For most investors, I think Bloom Energy is the better risk-adjusted bet in this space for 2026. Save Plug Power for a small, speculative position if you're the type of investor who's comfortable with that kind of volatility.

Key Takeaway: Bloom Energy and Plug Power are fundamentally different companies despite being grouped together as "hydrogen stocks." Bloom's SOFC technology, data center growth via the $5B Brookfield deal, and stronger financials make it the more compelling choice for 2026. Plug Power remains a speculative bet on the long-term green hydrogen thesis with significantly higher risk.

Disclaimer: This article is for informational and educational purposes only and does not constitute financial advice. Always consult a qualified financial advisor before making investment decisions.

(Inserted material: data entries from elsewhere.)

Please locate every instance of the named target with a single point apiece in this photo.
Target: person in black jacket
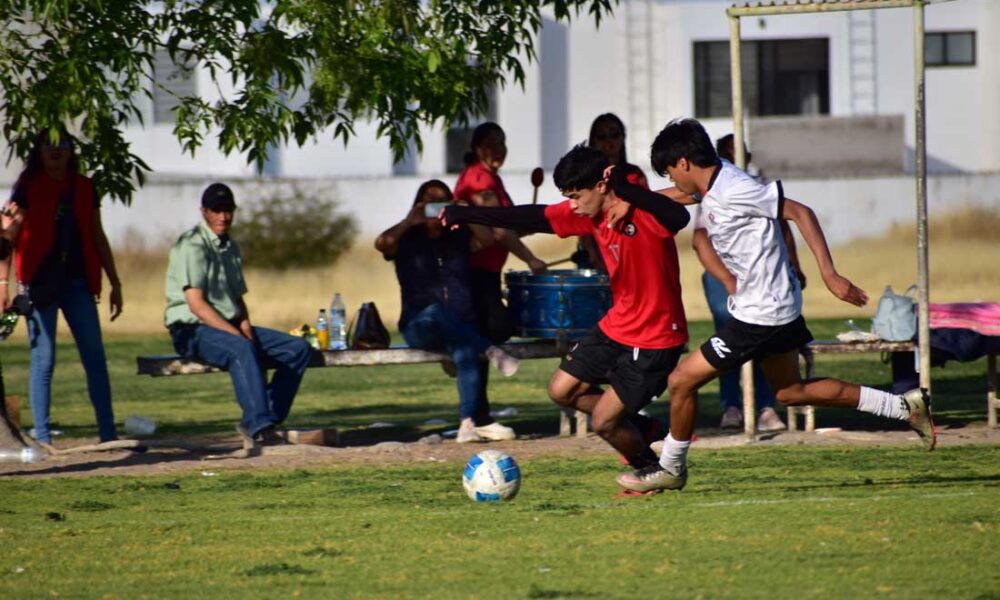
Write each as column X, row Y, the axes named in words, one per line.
column 432, row 266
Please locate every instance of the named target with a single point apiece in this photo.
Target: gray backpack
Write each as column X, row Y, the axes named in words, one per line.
column 896, row 316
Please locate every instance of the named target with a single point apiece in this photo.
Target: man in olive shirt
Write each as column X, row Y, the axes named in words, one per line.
column 208, row 319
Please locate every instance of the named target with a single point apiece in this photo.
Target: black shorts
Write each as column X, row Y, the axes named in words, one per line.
column 638, row 376
column 737, row 342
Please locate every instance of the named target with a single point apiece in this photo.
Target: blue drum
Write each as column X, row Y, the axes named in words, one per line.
column 563, row 304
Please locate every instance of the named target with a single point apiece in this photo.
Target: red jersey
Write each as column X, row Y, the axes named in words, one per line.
column 641, row 257
column 477, row 178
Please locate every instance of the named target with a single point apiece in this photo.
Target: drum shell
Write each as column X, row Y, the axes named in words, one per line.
column 563, row 304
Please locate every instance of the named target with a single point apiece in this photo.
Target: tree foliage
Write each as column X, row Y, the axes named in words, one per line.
column 298, row 68
column 293, row 231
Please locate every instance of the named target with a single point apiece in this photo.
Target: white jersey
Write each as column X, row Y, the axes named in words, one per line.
column 741, row 218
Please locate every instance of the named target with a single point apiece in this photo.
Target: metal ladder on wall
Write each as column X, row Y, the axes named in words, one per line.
column 640, row 119
column 862, row 60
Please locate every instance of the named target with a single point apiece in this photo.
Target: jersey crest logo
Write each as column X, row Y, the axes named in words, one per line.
column 720, row 347
column 613, row 248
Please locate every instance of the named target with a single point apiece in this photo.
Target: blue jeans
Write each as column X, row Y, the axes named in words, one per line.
column 729, row 381
column 264, row 404
column 80, row 311
column 435, row 328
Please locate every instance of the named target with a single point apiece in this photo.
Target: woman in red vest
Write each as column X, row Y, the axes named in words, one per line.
column 54, row 220
column 480, row 185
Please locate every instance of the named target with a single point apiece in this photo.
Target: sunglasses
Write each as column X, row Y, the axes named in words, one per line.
column 62, row 145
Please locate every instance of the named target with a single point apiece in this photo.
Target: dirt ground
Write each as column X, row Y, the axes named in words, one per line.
column 210, row 455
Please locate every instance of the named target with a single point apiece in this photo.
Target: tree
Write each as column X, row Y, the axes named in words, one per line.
column 298, row 67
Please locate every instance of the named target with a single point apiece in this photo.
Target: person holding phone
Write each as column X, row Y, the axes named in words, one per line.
column 432, row 266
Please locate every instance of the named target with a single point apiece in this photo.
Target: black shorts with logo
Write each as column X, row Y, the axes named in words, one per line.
column 737, row 342
column 638, row 376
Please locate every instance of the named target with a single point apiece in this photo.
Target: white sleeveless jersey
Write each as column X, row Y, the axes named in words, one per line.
column 741, row 218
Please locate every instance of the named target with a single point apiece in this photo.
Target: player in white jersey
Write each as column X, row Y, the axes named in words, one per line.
column 742, row 222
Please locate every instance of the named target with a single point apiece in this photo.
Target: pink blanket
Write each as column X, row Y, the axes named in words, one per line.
column 981, row 317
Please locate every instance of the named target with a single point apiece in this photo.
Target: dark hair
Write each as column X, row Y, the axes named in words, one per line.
column 33, row 165
column 580, row 168
column 682, row 138
column 614, row 120
column 479, row 134
column 429, row 184
column 725, row 147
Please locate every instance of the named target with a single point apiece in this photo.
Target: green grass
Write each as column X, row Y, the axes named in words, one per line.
column 754, row 523
column 409, row 395
column 775, row 522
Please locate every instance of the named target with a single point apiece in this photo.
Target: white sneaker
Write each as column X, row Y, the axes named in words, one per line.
column 732, row 418
column 467, row 434
column 768, row 420
column 495, row 432
column 505, row 363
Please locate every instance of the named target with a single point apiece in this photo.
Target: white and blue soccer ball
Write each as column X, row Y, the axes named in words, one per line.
column 491, row 476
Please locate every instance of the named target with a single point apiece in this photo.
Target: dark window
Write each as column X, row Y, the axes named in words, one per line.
column 780, row 77
column 459, row 136
column 171, row 82
column 950, row 49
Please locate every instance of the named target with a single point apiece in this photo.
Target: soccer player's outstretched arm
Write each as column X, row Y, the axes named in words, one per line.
column 812, row 233
column 664, row 209
column 526, row 218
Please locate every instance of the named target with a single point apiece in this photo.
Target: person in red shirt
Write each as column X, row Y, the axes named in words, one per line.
column 480, row 185
column 638, row 342
column 607, row 134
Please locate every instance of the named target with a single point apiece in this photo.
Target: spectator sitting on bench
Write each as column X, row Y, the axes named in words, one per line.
column 432, row 266
column 208, row 320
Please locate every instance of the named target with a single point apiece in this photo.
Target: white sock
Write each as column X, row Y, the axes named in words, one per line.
column 883, row 404
column 673, row 458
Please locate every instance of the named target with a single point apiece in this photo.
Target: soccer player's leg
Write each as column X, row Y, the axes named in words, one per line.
column 611, row 423
column 575, row 383
column 670, row 472
column 913, row 407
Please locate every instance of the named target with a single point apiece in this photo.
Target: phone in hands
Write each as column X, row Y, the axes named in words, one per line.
column 433, row 209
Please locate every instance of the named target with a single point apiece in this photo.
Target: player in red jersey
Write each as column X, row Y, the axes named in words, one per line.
column 638, row 342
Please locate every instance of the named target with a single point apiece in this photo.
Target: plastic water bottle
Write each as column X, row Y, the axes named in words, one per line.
column 338, row 323
column 26, row 454
column 322, row 329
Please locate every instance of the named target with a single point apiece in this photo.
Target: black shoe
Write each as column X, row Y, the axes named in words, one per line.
column 269, row 436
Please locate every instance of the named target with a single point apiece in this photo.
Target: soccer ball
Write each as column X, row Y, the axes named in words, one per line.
column 491, row 476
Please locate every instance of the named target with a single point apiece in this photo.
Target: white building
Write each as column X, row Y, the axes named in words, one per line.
column 656, row 60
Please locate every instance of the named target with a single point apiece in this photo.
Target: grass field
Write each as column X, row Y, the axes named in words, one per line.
column 962, row 259
column 777, row 523
column 861, row 521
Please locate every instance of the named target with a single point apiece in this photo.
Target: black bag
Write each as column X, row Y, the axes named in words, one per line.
column 52, row 277
column 367, row 331
column 50, row 281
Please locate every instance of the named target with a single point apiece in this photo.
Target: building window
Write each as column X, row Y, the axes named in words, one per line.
column 950, row 49
column 170, row 83
column 780, row 77
column 459, row 137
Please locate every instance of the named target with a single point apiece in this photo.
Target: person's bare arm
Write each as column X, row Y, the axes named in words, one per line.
column 108, row 263
column 482, row 237
column 245, row 328
column 793, row 252
column 710, row 260
column 513, row 242
column 200, row 308
column 11, row 219
column 805, row 219
column 388, row 241
column 677, row 196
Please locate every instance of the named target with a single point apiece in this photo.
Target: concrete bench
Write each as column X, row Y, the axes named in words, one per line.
column 169, row 365
column 837, row 347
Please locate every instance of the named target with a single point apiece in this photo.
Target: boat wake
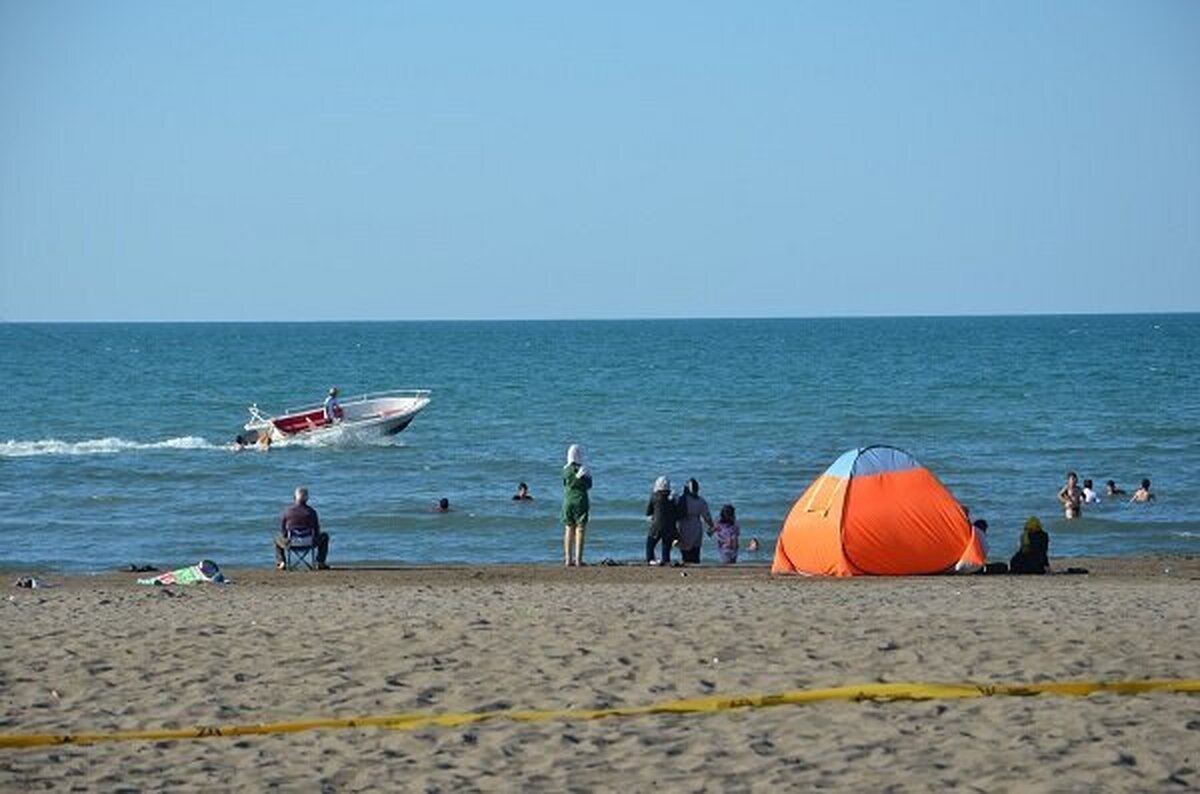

Frequently Asked Questions

Plug Power uses PEM (Proton Exchange Membrane) fuel cells focused on hydrogen-powered logistics, forklifts, and green hydrogen production. Bloom Energy uses solid oxide fuel cells (SOFC) that run on natural gas and are 15-45% more efficient, targeting data centers and stationary power. They serve very different end markets despite both being in the hydrogen and fuel cell space.

Bloom Energy has significantly outperformed Plug Power. BE stock rallied approximately 316% in 2025, driven largely by its $5 billion Brookfield deal for AI data centers. Plug Power, by contrast, has been in a persistent downtrend with the stock trading around $1.84, down from a 52-week high of $4.58.

Bloom Energy currently has stronger financials, a clearer path to profitability, and a massive data center tailwind through its Brookfield partnership. Plug Power offers more upside if you believe in the pure green hydrogen thesis, but carries significantly more execution risk. Bloom is the safer bet; Plug is the higher-risk speculative play.

FuelCell Energy (FCEL) is pursuing a 450MW data center collaboration with SDC, while Ballard Power dominates in hydrogen buses and rail applications. Cummins, notably, announced it is exiting the electrolyzer business in February 2026, citing deteriorating market conditions, which is a significant signal about the sector's near-term challenges.